2. Give them a moment to respond in the way they are comfortable. I usually end up saying something like, “See I told you it was crazy.” Telling someone you have cancer is 10 percent about you, but 90 percent about them. They will instantly remember their uncle, or cousin or friend who has had the disease and no matter what your prognosis is, their mind will travel.
3. Relate the news to a celebrity. I am very thankful that Brooke Burke-Charvet announced her thyroid cancer when she did. Once I announce my condition, I follow up with, “Did you see the lady from Dancing With the Stars on television? You know she just had thyroid cancer too?”
This helps because our society loves celebrities, and we tend to think they are invincible. But in reality, they get cancer too.
4. Tell them how you will keep them informed. Once people get over the initial shock, they need to know how they will keep up with your progress. Tell them they’ll see you at work until surgery, they can read your blog on Caring Bridge, or that a certain family member will keep them updated. If you don’t have a plan to keep them informed, they will stalk you and pressure you and make your life more miserable than cancer already is.

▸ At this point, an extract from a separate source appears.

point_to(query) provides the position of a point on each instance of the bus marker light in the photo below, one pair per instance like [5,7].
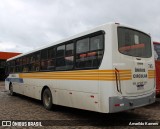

5. Let people see you “live” with the disease. I know that with any medical condition, you have good days and you have bad days. Some days, I remember wishing I could say, “I have cancer so I’m staying in bed all day.” But I couldn’t. My kids were in 4th, 5th, and 6th grades at the time of my diagnosis. There were tonsils that had to be removed, middle school hormones, and a Presidential Inauguration that we had to attend. Continuing to “live” is just as important for me as it for everyone around me.
While my diagnosis was scary and I was fortunate enough to have a great prognosis and an ever greater outcome, that cancer event led me to be even more appreciative of the life I have instead of trying unsuccessfully to force the life I thought I should have.